Ga direct naar inhoud

Nieuwe EU-studie laat zien dat Europa zijn open data-aanbod versterkt

04 dec. 2019

Capgemini Invent heeft zijn vijfde rapportage gepubliceerd over de volwassenheid van open data in Europa. Het “Open Data Maturity Report 2019” registreert de vooruitgang die de Europese landen hebben geboekt bij het bevorderen van de publicatie en het hergebruik van open data en de verschillende prioriteiten die zij hebben gesteld om dit mogelijk te maken. De rapportage is in opdracht van de Europese Commissie vervaardigd in het kader van het Europese Open Data Portal en gecoördineerd door Capgemini Invent [1].

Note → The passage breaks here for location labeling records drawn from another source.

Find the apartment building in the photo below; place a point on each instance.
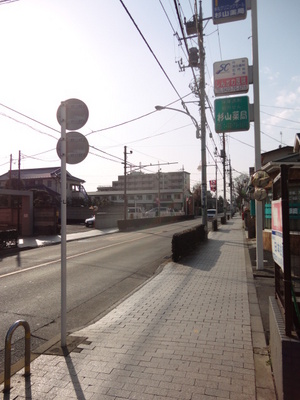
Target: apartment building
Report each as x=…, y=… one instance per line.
x=169, y=189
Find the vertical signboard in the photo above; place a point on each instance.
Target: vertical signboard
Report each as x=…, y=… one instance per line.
x=231, y=77
x=228, y=10
x=232, y=114
x=277, y=238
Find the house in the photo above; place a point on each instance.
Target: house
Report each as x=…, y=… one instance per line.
x=45, y=179
x=271, y=163
x=30, y=200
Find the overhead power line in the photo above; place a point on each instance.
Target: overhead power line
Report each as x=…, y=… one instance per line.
x=152, y=52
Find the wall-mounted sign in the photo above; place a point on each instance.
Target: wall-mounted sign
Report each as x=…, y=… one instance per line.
x=232, y=114
x=228, y=10
x=231, y=77
x=277, y=239
x=77, y=147
x=213, y=185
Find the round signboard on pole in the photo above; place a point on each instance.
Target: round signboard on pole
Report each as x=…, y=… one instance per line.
x=77, y=114
x=77, y=147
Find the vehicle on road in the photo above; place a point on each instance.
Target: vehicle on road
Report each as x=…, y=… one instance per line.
x=156, y=211
x=211, y=213
x=90, y=222
x=135, y=212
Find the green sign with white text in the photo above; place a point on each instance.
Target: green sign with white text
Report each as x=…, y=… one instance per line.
x=232, y=114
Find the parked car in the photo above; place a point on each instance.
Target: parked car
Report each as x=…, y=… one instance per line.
x=211, y=213
x=90, y=222
x=135, y=212
x=163, y=211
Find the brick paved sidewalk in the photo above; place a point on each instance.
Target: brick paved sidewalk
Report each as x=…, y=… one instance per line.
x=186, y=334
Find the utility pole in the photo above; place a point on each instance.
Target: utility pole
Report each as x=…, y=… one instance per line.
x=224, y=177
x=230, y=185
x=125, y=182
x=203, y=119
x=256, y=102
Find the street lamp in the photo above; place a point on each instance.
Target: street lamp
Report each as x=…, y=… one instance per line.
x=203, y=160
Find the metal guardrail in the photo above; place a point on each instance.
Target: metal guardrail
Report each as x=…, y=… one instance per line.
x=7, y=361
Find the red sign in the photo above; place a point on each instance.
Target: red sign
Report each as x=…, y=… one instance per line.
x=213, y=185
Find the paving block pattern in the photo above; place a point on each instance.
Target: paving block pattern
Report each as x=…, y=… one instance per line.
x=185, y=334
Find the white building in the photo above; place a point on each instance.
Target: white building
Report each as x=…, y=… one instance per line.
x=170, y=189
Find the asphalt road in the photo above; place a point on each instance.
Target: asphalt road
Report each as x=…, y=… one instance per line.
x=101, y=271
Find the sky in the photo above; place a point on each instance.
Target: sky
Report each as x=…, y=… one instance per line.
x=54, y=50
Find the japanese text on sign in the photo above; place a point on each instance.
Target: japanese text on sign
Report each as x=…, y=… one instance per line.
x=228, y=10
x=232, y=114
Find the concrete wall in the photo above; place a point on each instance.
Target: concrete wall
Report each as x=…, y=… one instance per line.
x=285, y=356
x=107, y=220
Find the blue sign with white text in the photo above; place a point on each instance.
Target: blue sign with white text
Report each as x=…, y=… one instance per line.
x=228, y=10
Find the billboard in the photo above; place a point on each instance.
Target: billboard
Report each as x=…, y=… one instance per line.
x=228, y=10
x=231, y=77
x=232, y=114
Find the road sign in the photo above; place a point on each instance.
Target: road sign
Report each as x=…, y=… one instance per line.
x=228, y=10
x=232, y=114
x=77, y=114
x=77, y=147
x=231, y=77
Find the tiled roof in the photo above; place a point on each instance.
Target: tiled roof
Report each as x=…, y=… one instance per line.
x=37, y=173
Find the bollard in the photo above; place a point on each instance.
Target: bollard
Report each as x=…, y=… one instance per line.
x=7, y=361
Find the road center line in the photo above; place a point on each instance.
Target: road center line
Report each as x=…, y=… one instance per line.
x=70, y=257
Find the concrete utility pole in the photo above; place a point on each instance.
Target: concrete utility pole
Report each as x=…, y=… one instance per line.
x=203, y=119
x=258, y=204
x=224, y=177
x=125, y=182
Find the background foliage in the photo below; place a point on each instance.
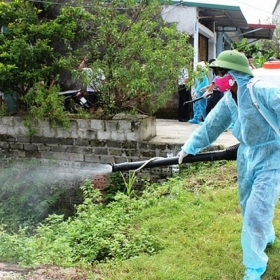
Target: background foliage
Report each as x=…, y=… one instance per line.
x=139, y=53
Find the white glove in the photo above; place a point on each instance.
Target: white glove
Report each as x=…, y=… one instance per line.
x=194, y=95
x=206, y=94
x=204, y=89
x=181, y=156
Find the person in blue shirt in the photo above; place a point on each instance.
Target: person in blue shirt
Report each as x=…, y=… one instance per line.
x=199, y=107
x=258, y=154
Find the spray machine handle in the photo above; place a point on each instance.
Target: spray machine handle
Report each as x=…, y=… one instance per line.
x=227, y=154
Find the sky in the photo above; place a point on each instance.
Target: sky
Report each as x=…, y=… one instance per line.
x=256, y=10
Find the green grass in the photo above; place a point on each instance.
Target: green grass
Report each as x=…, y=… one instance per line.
x=195, y=217
x=199, y=228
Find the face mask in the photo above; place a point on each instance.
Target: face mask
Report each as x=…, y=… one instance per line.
x=224, y=83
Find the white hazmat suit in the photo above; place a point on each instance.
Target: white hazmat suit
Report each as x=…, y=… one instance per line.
x=258, y=162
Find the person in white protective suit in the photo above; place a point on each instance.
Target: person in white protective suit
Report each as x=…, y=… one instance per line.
x=258, y=155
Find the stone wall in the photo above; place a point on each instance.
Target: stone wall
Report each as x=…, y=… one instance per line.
x=88, y=148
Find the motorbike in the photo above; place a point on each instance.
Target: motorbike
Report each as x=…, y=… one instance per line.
x=74, y=100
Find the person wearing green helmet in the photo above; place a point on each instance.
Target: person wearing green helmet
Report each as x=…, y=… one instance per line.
x=257, y=158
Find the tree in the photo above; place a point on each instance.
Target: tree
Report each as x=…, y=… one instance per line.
x=138, y=52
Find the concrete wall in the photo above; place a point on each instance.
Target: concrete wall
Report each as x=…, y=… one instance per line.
x=86, y=150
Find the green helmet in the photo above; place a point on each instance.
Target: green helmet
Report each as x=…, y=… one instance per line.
x=234, y=60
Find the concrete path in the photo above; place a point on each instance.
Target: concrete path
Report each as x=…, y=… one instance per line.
x=175, y=132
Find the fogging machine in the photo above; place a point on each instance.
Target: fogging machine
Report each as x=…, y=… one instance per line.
x=228, y=154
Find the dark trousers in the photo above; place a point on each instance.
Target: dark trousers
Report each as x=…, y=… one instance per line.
x=185, y=111
x=213, y=100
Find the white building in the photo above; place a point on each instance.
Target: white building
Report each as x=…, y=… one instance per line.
x=213, y=27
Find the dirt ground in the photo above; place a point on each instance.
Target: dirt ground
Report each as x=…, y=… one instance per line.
x=14, y=272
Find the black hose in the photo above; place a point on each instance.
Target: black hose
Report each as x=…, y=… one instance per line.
x=197, y=99
x=228, y=154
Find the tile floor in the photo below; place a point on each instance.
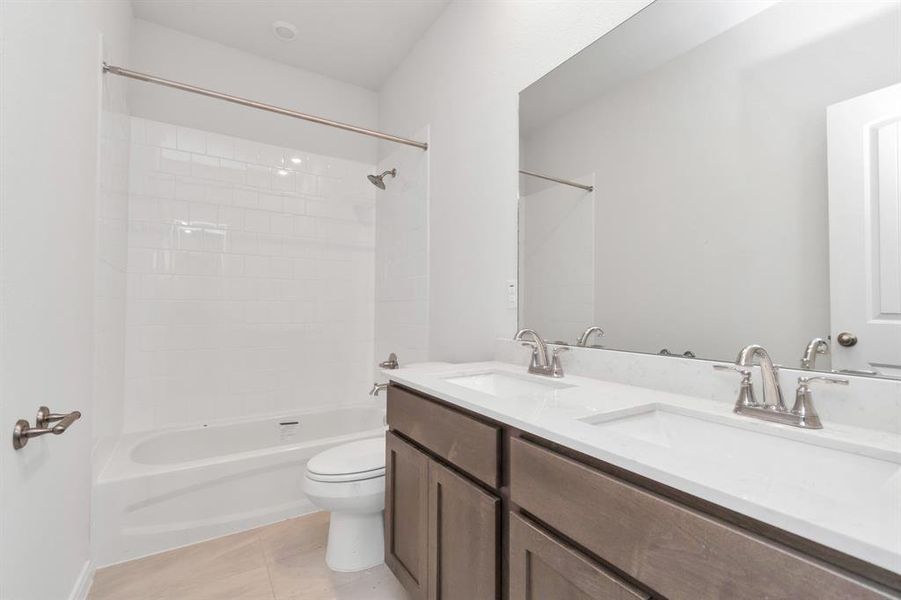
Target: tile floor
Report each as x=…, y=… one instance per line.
x=284, y=561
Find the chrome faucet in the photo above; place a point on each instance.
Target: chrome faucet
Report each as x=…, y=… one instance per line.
x=772, y=392
x=586, y=335
x=815, y=347
x=540, y=364
x=772, y=407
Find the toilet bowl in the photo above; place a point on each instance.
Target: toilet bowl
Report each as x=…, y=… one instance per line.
x=349, y=482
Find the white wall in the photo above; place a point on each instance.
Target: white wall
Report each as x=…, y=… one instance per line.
x=402, y=256
x=711, y=181
x=174, y=55
x=50, y=100
x=111, y=260
x=556, y=260
x=462, y=80
x=250, y=287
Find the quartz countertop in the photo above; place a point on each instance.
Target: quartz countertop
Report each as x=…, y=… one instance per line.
x=856, y=511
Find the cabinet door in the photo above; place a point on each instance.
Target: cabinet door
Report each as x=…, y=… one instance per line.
x=406, y=514
x=543, y=568
x=463, y=538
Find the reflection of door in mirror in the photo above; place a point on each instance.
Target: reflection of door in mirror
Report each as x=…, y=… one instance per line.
x=864, y=140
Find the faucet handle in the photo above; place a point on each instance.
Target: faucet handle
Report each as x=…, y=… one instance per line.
x=803, y=407
x=746, y=393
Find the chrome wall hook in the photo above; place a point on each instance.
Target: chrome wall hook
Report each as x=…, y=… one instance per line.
x=23, y=431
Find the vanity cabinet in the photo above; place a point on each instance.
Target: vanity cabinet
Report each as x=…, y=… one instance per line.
x=544, y=567
x=442, y=530
x=476, y=509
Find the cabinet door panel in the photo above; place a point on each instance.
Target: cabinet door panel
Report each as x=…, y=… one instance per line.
x=542, y=567
x=468, y=444
x=406, y=514
x=463, y=538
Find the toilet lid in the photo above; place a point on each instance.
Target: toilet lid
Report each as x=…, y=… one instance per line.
x=363, y=458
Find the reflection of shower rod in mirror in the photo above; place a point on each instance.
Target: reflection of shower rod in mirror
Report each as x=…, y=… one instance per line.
x=587, y=188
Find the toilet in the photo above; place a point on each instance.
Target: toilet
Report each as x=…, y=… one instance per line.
x=349, y=482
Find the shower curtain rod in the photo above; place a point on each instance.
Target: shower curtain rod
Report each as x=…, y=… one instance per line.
x=587, y=188
x=123, y=72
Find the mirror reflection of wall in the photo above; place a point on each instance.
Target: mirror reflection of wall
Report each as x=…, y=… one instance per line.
x=708, y=228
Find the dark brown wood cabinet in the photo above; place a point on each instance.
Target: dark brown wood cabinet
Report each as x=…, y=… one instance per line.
x=475, y=509
x=406, y=514
x=543, y=567
x=441, y=529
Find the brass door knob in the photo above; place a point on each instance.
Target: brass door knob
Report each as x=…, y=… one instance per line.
x=846, y=339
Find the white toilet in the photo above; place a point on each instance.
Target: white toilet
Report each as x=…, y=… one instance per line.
x=349, y=482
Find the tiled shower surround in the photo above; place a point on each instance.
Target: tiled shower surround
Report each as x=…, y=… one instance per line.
x=250, y=279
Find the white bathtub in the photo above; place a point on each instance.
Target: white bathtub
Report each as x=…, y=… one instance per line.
x=164, y=489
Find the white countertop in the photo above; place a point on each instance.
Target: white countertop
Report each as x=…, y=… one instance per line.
x=856, y=511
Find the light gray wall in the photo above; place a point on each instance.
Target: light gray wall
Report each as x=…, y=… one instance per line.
x=711, y=183
x=175, y=55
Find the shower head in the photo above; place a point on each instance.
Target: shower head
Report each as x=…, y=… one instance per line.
x=379, y=180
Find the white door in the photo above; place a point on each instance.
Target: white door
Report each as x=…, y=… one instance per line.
x=864, y=143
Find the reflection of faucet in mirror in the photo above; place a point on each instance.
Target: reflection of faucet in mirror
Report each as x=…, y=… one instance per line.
x=686, y=354
x=816, y=346
x=586, y=335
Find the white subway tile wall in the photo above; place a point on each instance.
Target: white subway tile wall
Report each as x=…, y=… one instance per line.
x=250, y=279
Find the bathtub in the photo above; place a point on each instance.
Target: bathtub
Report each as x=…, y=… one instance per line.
x=164, y=489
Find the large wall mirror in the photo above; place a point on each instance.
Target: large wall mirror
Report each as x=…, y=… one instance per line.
x=730, y=173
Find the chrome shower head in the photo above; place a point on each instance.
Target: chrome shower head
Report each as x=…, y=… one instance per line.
x=379, y=180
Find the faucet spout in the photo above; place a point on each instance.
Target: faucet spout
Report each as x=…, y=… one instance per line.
x=772, y=392
x=586, y=335
x=542, y=363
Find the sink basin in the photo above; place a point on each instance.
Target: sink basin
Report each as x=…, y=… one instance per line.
x=747, y=457
x=505, y=385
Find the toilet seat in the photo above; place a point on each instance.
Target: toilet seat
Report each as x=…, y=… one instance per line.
x=354, y=461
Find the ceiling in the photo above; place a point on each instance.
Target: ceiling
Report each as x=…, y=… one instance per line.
x=356, y=41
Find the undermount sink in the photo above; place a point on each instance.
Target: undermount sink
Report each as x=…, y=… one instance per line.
x=505, y=385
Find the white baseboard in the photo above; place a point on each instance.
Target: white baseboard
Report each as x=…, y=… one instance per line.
x=83, y=584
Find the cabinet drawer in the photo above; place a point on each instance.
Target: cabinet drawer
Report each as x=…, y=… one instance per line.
x=543, y=567
x=461, y=440
x=674, y=550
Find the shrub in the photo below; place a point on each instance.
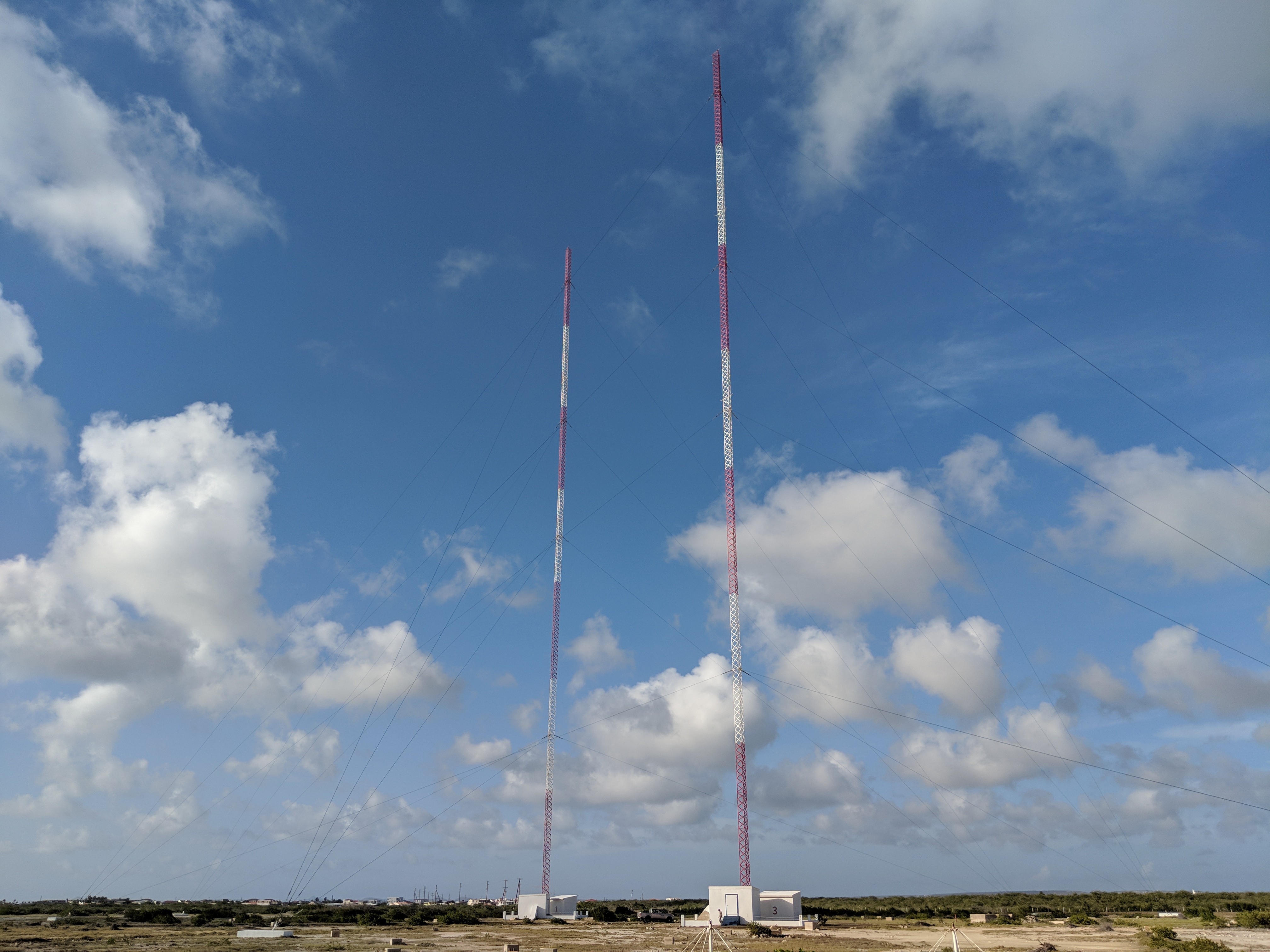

In het verslag voor 2019 werden vier opvallende trends vastgesteld:

  1. Van versnelling naar consolidatie. Na jaren van open data-versnelling is Europa nu een fase van consolidatie ingegaan. Vanaf het begin van de beoordeling in 2015 is de volwassenheid van open data elk jaar aanzienlijk gestegen tot het hoogtepunt in 2017. De vroegere, gemakkelijkere versnelling naar volwassenheid evolueert naar gestage verbetering en consolidatie. Tegenover een solide open-databeleid, bestuursmodellen en geavanceerde portaalsites staan nu de uitbreiding en intensivering van de inspanningen van de EU28+-landen op de moeilijkere gebieden van open-data-kwaliteit en -impact.
  2. Van kwantiteit naar kwaliteit, om beter in te kunnen spelen op de behoeften van de gebruikers. Naarmate de open dataproposities van de Europese landen volwassener worden, is het accent verschoven van kwantiteit naar kwaliteit. In de beginjaren werden grote inspanningen geleverd om meer gegevens onder een open licentie te publiceren, waardoor gegevens die al in handen van de overheid waren, vrijkwamen. Tegenwoordig wordt er steeds meer aandacht besteed aan het waarborgen van de waarde van die data voor de hergebruikers, wat vaak betekent dat de kwaliteit van de gegevens eerst moet worden verbeterd. Dit is met name het geval wanneer open-datateams op zowel nationaal als lokaal niveau meer betrokken raken bij de groep van hergebruikers, luisteren naar hun feedback en ernaar streven om aan hun behoeften te voldoen.
  3. Van publicatie tot het creëren van impact. De EU28+-landen richten zich niet langer alleen op het publiceren van open data en de andere vereisten van de Public Sector Information Directive van de Europese Unie, maar eerder op het benutten van de data om een grotere impact mogelijk te maken. Zij voeren meer activiteiten uit om te begrijpen en vast te leggen hoe waarde wordt gecreëerd met gegevens en om inzicht te krijgen in de eisen en behoeften van hergebruikers. Voorbeelden variëren van evenementen om de verschillende groepen van hergebruikers te betrekken en de ontwikkeling van kaders voor effectbeoordeling, tot tevredenheidsonderzoeken en studies naar de maatschappelijke, ecologische, politieke en economische waarde van open data.
  4. Het delen van gegevens is de volgende grens. Regeringen worden zich meer en meer bewust van de mogelijkheden die het delen van gegevens in het algemeen biedt. Wanneer een dataset niet in het openbaar kan worden gepubliceerd – bijvoorbeeld vanwege beperkingen op het gebied van intellectuele eigendom of vertrouwelijkheid – betekent dit niet dat de waarde ervan niet volgens andere modellen kan worden gerealiseerd. Dit wordt in de publieke en private sector vaak “data sharing” genoemd. De lidstaten bereiden zich nu voor om doeltreffend te zijn in het delen van gegevens met andere regeringen en organisaties, op een veilige manier en met volledige eerbiediging van de intellectuele eigendom en de persoonlijke levenssfeer. De Europese Commissie is zich bewust van deze verandering en wil het proces ondersteunen. Daartoe is zij in oktober jongstleden een nieuw project gestart: het “Support Centre for Data Sharing“.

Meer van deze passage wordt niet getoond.